RH #162Interview

MORBID ANGEL

Das Sexkrötenmassaker

Die Zahl der Bands, die Death Metal spielen, ist Legion (und du bist ein unverbesserlicher Phrasendrescher - Red.). Wirkliche Originale, die die Marksteine setzen, an denen sich alle anderen orientieren, gibt es allerdings nur wenige. MORBID ANGEL gehören zweifelsohne dazu. Die Band aus Florida spielt nicht nur Death Metal - sie ist Death Metal! Den Beweis tritt die Ausnahmetruppe mit ihrem aktuellen Gnadenhammer „Gateways To Annihilation“ nun bereits zum siebten Mal an.

Das erste der Meisterwerke hieß „Altars Of Madness“, erschütterte die Death Metal-Szene nach der Veröffentlichung im Jahr 1989 in ihren Grundfesten und inspirierte weltweit Hundertschaften von Fans zur Gründung eigener Bands. Seither ist die in Tampa angesiedelte Formation um den begnadeten Gitarristen Trey Azagthoth und Blastbeat-Gott Pete Sandoval eine lebende Legende. Ein Status, den man fortan mit fast jeder weiteren Platte - einzige Ausnahme ist das 1995 veröffentlichte, sehr steril wirkende „Domination“-Album - ausbauen konnte.

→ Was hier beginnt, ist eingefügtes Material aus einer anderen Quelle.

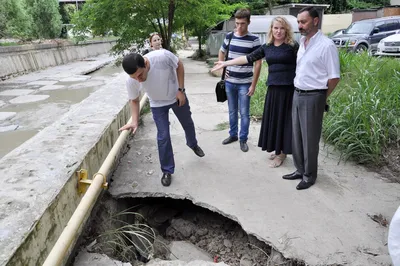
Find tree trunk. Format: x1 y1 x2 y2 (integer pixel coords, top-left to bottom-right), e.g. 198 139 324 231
197 34 202 54
166 0 176 50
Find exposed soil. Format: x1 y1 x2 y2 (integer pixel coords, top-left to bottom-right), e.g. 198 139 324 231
76 195 304 266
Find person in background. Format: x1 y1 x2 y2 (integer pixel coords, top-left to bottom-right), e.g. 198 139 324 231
212 17 298 168
142 33 163 55
282 6 340 190
218 9 261 152
120 49 204 186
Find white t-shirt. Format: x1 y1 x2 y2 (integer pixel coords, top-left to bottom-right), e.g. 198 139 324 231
126 49 179 107
388 207 400 266
294 31 340 90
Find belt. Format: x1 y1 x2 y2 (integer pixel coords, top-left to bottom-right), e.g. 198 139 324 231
294 87 327 93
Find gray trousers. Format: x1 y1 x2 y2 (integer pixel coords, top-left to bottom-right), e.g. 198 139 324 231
292 90 326 182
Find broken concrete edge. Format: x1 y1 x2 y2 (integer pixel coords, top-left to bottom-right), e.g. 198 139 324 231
0 41 115 80
0 71 138 266
111 191 305 264
0 40 116 54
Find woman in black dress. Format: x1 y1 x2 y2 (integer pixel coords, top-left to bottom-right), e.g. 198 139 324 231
212 17 299 168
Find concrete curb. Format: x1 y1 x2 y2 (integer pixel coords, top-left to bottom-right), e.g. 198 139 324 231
0 71 130 266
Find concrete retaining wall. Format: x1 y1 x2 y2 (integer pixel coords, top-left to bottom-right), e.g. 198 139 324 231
0 71 130 266
0 41 115 80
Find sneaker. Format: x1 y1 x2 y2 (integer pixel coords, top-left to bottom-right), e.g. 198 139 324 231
192 145 205 157
222 136 238 145
240 141 249 152
161 173 172 187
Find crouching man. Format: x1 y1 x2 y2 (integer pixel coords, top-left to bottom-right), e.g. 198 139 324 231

Überschattet wurde diese Entwicklung allerdings von der jahrelangen Kontroverse um David Vincent. Der ehemalige MORBID ANGEL-Frontmann hatte sich durch mehrere Äußerungen in Interviews und gegenüber Musikern anderer Bands als Rassist geoutet - Äußerungen, die keinesfalls durch die vielen Amerikanern nachgesagte Naivität in Bezug auf Politik und Geschichte zu relativieren waren. Das machte es vielen Fans verständlicherweise schwer, sich vorbehaltlos mit der Band zu identifizieren,...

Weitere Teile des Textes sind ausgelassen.